Nació el 9 de octubre de 1897, en Alemania. Ordenado sacerdote en 1922, desempeñó su función ministerial en San Isidro y en Villa Ballester, hasta llegar a Lomas, en 1931, para ser el párroco de Nuestra Señora de la Paz.
Cuando en 1957 se creó la diócesis de Lomas, el entonces Padre Schell, que había trabajado mucho para la recepción del obispo Filemón Castellano, no se imaginaba lo que Dios tenía preparado para él.
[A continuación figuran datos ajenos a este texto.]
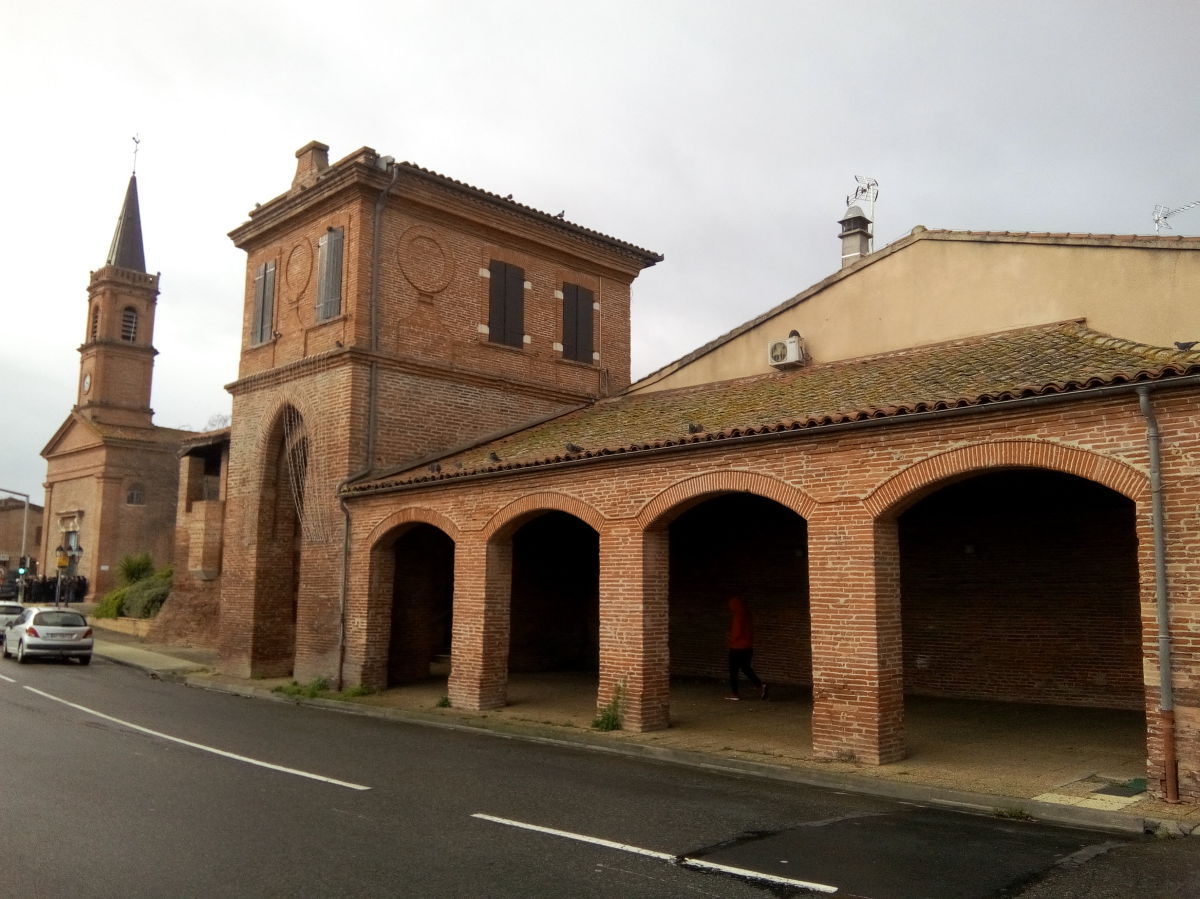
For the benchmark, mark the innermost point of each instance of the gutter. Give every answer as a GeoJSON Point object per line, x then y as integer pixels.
{"type": "Point", "coordinates": [834, 427]}
{"type": "Point", "coordinates": [372, 414]}
{"type": "Point", "coordinates": [1167, 688]}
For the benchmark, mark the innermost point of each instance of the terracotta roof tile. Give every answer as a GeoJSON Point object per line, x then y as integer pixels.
{"type": "Point", "coordinates": [978, 371]}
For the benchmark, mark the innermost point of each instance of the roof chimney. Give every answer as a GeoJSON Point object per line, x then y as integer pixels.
{"type": "Point", "coordinates": [856, 225]}
{"type": "Point", "coordinates": [856, 235]}
{"type": "Point", "coordinates": [312, 159]}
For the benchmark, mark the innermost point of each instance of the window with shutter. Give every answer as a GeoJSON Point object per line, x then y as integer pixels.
{"type": "Point", "coordinates": [264, 304]}
{"type": "Point", "coordinates": [329, 274]}
{"type": "Point", "coordinates": [577, 323]}
{"type": "Point", "coordinates": [505, 323]}
{"type": "Point", "coordinates": [130, 324]}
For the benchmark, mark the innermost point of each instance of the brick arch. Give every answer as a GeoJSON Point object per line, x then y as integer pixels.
{"type": "Point", "coordinates": [532, 503]}
{"type": "Point", "coordinates": [727, 481]}
{"type": "Point", "coordinates": [294, 399]}
{"type": "Point", "coordinates": [913, 480]}
{"type": "Point", "coordinates": [412, 515]}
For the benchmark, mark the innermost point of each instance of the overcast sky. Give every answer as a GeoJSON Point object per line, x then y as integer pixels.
{"type": "Point", "coordinates": [723, 135]}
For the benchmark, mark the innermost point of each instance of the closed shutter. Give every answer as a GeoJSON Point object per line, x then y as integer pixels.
{"type": "Point", "coordinates": [264, 303]}
{"type": "Point", "coordinates": [505, 316]}
{"type": "Point", "coordinates": [329, 274]}
{"type": "Point", "coordinates": [577, 324]}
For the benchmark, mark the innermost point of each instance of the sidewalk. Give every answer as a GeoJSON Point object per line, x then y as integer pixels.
{"type": "Point", "coordinates": [990, 757]}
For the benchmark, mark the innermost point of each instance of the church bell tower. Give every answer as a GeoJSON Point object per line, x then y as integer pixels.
{"type": "Point", "coordinates": [117, 357]}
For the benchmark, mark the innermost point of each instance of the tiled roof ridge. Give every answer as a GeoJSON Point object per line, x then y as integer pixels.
{"type": "Point", "coordinates": [534, 210]}
{"type": "Point", "coordinates": [1162, 363]}
{"type": "Point", "coordinates": [1074, 327]}
{"type": "Point", "coordinates": [1056, 235]}
{"type": "Point", "coordinates": [1150, 352]}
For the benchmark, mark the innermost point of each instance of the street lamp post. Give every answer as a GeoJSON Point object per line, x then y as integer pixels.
{"type": "Point", "coordinates": [61, 561]}
{"type": "Point", "coordinates": [24, 529]}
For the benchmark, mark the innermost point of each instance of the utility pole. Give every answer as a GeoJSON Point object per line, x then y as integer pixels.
{"type": "Point", "coordinates": [24, 529]}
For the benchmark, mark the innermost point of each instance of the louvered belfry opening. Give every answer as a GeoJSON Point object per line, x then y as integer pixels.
{"type": "Point", "coordinates": [129, 324]}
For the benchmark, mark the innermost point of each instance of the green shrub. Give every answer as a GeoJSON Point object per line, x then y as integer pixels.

Luego de actuar como Vicario General, es decir, como el segundo en la jerarquía eclesiástica a nivel diocesano, fue su sucesor cuando monseñor Castellano se enfermó y debió renunciar a los pocos días de haber iniciado su trabajo pastoral. Así, en 1958, designado por Pío XII por "las pruebas de su piedad y diligencia que dan optima esperanza de que se cumplirá correctamente este asunto pastoral", se transformó en el segundo Pastor de la Iglesia diocesana.
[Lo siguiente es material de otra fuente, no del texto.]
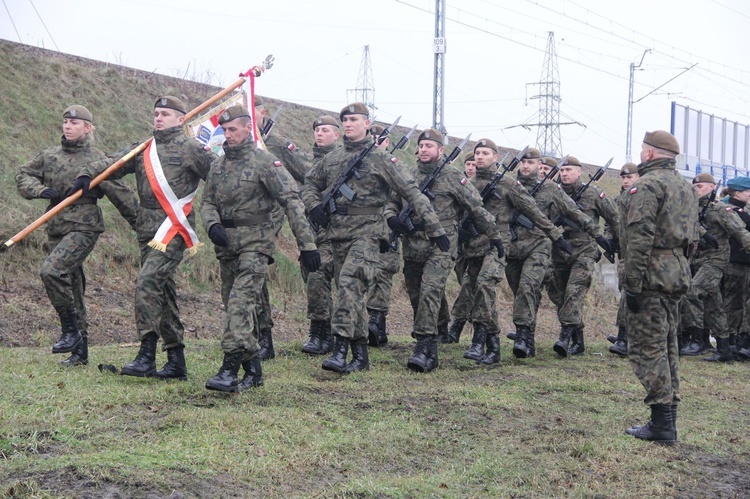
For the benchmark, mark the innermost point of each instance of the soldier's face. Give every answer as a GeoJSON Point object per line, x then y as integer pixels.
{"type": "Point", "coordinates": [429, 151]}
{"type": "Point", "coordinates": [484, 157]}
{"type": "Point", "coordinates": [355, 126]}
{"type": "Point", "coordinates": [325, 135]}
{"type": "Point", "coordinates": [167, 118]}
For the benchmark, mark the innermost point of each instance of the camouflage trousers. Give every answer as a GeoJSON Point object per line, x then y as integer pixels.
{"type": "Point", "coordinates": [525, 276]}
{"type": "Point", "coordinates": [379, 295]}
{"type": "Point", "coordinates": [703, 307]}
{"type": "Point", "coordinates": [319, 299]}
{"type": "Point", "coordinates": [425, 284]}
{"type": "Point", "coordinates": [62, 273]}
{"type": "Point", "coordinates": [156, 294]}
{"type": "Point", "coordinates": [652, 347]}
{"type": "Point", "coordinates": [736, 293]}
{"type": "Point", "coordinates": [354, 261]}
{"type": "Point", "coordinates": [243, 280]}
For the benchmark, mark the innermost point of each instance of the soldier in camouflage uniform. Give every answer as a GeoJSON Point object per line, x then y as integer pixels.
{"type": "Point", "coordinates": [660, 226]}
{"type": "Point", "coordinates": [572, 273]}
{"type": "Point", "coordinates": [241, 190]}
{"type": "Point", "coordinates": [485, 268]}
{"type": "Point", "coordinates": [319, 302]}
{"type": "Point", "coordinates": [356, 229]}
{"type": "Point", "coordinates": [73, 233]}
{"type": "Point", "coordinates": [426, 268]}
{"type": "Point", "coordinates": [529, 253]}
{"type": "Point", "coordinates": [184, 163]}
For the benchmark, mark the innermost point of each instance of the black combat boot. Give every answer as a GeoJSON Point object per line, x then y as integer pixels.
{"type": "Point", "coordinates": [80, 356]}
{"type": "Point", "coordinates": [476, 350]}
{"type": "Point", "coordinates": [144, 364]}
{"type": "Point", "coordinates": [563, 341]}
{"type": "Point", "coordinates": [71, 336]}
{"type": "Point", "coordinates": [313, 342]}
{"type": "Point", "coordinates": [723, 352]}
{"type": "Point", "coordinates": [337, 361]}
{"type": "Point", "coordinates": [266, 345]}
{"type": "Point", "coordinates": [425, 356]}
{"type": "Point", "coordinates": [661, 429]}
{"type": "Point", "coordinates": [175, 367]}
{"type": "Point", "coordinates": [226, 379]}
{"type": "Point", "coordinates": [621, 345]}
{"type": "Point", "coordinates": [253, 375]}
{"type": "Point", "coordinates": [360, 357]}
{"type": "Point", "coordinates": [492, 355]}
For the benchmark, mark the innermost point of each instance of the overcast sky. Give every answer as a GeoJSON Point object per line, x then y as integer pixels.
{"type": "Point", "coordinates": [494, 50]}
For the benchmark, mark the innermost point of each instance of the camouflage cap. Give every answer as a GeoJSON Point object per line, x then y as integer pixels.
{"type": "Point", "coordinates": [485, 143]}
{"type": "Point", "coordinates": [628, 168]}
{"type": "Point", "coordinates": [431, 134]}
{"type": "Point", "coordinates": [662, 140]}
{"type": "Point", "coordinates": [704, 177]}
{"type": "Point", "coordinates": [169, 102]}
{"type": "Point", "coordinates": [232, 113]}
{"type": "Point", "coordinates": [325, 120]}
{"type": "Point", "coordinates": [77, 112]}
{"type": "Point", "coordinates": [356, 108]}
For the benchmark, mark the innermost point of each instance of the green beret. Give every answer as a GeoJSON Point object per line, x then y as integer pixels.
{"type": "Point", "coordinates": [356, 108]}
{"type": "Point", "coordinates": [485, 143]}
{"type": "Point", "coordinates": [628, 168]}
{"type": "Point", "coordinates": [77, 112]}
{"type": "Point", "coordinates": [232, 113]}
{"type": "Point", "coordinates": [325, 120]}
{"type": "Point", "coordinates": [431, 134]}
{"type": "Point", "coordinates": [170, 102]}
{"type": "Point", "coordinates": [662, 140]}
{"type": "Point", "coordinates": [703, 177]}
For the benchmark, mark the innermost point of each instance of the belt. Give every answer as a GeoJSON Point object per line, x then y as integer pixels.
{"type": "Point", "coordinates": [233, 223]}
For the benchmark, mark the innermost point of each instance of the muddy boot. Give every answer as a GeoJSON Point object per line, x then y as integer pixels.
{"type": "Point", "coordinates": [563, 341]}
{"type": "Point", "coordinates": [337, 361]}
{"type": "Point", "coordinates": [253, 375]}
{"type": "Point", "coordinates": [476, 350]}
{"type": "Point", "coordinates": [266, 345]}
{"type": "Point", "coordinates": [313, 342]}
{"type": "Point", "coordinates": [80, 356]}
{"type": "Point", "coordinates": [425, 356]}
{"type": "Point", "coordinates": [360, 358]}
{"type": "Point", "coordinates": [71, 336]}
{"type": "Point", "coordinates": [621, 345]}
{"type": "Point", "coordinates": [144, 364]}
{"type": "Point", "coordinates": [175, 367]}
{"type": "Point", "coordinates": [226, 379]}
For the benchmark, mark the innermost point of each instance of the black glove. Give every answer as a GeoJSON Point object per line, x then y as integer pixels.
{"type": "Point", "coordinates": [310, 259]}
{"type": "Point", "coordinates": [442, 242]}
{"type": "Point", "coordinates": [318, 215]}
{"type": "Point", "coordinates": [563, 245]}
{"type": "Point", "coordinates": [498, 243]}
{"type": "Point", "coordinates": [633, 301]}
{"type": "Point", "coordinates": [218, 235]}
{"type": "Point", "coordinates": [82, 182]}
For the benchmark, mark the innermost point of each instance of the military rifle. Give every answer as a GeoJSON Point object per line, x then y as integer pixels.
{"type": "Point", "coordinates": [404, 217]}
{"type": "Point", "coordinates": [339, 187]}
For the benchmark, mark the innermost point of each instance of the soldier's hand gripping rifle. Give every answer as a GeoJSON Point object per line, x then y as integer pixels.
{"type": "Point", "coordinates": [404, 216]}
{"type": "Point", "coordinates": [339, 187]}
{"type": "Point", "coordinates": [466, 223]}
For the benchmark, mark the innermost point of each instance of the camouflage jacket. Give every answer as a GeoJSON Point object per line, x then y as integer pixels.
{"type": "Point", "coordinates": [242, 188]}
{"type": "Point", "coordinates": [453, 194]}
{"type": "Point", "coordinates": [184, 161]}
{"type": "Point", "coordinates": [660, 223]}
{"type": "Point", "coordinates": [379, 174]}
{"type": "Point", "coordinates": [510, 196]}
{"type": "Point", "coordinates": [56, 168]}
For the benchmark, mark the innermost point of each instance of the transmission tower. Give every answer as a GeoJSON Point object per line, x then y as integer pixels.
{"type": "Point", "coordinates": [365, 91]}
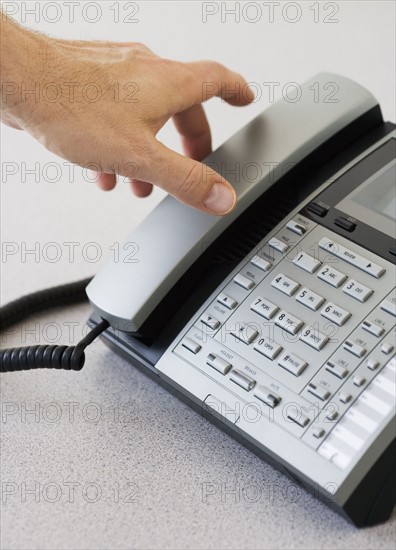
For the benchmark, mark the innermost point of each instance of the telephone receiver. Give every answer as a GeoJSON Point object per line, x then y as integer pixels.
{"type": "Point", "coordinates": [173, 236]}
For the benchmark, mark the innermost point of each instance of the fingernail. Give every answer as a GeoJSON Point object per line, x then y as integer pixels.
{"type": "Point", "coordinates": [220, 199]}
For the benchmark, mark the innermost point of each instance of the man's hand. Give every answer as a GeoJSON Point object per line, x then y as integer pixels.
{"type": "Point", "coordinates": [101, 105]}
Dado el poco tiempo que monseñor Castellano permaneció al frente de la diócesis, al obispo Schell le correspondió la gran tarea de organizar la nueva diócesis, entonces conformada por los partidos de Lanús, Cañuelas, Almirante Brown, Esteban Echeverría, San Vicente y Lomas.
En aquel momento, la capilla -hoy parroquia- Nuestra Señora del Carmen fue la primera de las más de 100 que se crearon durante su gobierno pastoral, sin contar las 36 parroquias que se sumaron a las 28 ya existentes, "porque tenía la inquietud de que ningún barrio quedara sin la asistencia espiritual; si más no hizo, no fue porque le faltara la decisión, sino porque -como tantas veces lo dijo- no había sacerdotes en número suficiente".
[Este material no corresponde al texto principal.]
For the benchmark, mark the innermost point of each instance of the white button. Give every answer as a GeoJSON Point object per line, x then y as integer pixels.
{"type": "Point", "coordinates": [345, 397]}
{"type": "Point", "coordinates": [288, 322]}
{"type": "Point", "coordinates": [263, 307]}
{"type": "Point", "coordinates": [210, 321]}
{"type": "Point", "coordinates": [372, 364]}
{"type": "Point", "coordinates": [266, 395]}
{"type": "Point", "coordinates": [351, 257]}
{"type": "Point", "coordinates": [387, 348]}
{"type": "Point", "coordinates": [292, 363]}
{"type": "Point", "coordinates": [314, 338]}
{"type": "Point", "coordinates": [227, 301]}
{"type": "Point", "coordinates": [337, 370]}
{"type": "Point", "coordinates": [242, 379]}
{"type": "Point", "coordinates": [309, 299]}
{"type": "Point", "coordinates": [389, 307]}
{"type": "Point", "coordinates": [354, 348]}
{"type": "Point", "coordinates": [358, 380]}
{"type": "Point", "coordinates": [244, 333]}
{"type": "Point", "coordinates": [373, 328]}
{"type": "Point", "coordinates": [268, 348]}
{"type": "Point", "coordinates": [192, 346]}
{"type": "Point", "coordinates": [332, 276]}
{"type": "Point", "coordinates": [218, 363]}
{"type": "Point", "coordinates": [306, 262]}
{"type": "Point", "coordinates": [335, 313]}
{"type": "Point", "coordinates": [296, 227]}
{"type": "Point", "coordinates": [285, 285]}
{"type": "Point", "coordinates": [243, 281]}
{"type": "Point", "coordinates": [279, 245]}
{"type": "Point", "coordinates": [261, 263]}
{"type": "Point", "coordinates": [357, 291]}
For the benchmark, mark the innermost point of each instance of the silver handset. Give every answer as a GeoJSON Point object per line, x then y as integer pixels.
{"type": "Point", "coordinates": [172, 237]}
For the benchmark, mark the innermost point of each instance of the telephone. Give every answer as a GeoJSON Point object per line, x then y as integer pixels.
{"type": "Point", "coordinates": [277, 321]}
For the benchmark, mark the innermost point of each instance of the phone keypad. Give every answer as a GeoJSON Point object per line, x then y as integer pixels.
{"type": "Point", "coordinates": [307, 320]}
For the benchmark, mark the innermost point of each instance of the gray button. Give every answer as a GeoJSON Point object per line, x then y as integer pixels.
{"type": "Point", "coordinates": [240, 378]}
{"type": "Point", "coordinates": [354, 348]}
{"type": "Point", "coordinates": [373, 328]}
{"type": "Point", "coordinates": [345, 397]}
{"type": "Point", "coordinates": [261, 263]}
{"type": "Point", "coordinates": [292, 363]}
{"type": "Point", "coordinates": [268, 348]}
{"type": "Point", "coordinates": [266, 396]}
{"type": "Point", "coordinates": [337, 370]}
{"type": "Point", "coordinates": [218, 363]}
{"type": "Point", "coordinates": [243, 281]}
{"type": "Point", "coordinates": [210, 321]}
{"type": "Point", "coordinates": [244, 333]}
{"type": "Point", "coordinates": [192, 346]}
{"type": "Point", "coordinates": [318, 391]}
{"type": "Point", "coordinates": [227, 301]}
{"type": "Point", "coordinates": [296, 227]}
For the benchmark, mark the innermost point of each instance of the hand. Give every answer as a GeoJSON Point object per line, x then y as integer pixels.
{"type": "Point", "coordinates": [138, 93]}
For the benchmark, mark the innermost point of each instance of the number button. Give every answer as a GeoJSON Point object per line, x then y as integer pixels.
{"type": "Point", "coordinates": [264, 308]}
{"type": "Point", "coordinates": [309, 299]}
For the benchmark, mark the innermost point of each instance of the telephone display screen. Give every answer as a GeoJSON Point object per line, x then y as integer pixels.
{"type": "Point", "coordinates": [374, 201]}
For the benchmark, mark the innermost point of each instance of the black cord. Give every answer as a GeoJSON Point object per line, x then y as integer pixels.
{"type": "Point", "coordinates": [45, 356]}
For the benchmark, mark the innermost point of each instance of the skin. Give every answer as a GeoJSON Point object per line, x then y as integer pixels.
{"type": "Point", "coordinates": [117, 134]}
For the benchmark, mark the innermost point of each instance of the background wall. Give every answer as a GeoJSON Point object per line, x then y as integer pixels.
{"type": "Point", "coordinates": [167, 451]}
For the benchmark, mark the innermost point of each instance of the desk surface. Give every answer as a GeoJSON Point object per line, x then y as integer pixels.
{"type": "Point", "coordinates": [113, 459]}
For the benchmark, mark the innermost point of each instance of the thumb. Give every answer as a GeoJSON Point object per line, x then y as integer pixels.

Su obra relacionada con la asistencia social se reflejó en los impulsos al Círculo Católico de Obreros y al Hogar de Ancianos "San Roque"; su preocupación por la educación, en tanto, marcó el crecimiento del Instituto "Pbro. Antonio Sáenz" y el Instituto "San Bonifacio".
Murió el 7 de septiembre de 1972, en Córdoba. Sus restos descansan hoy en la Catedral diocesana.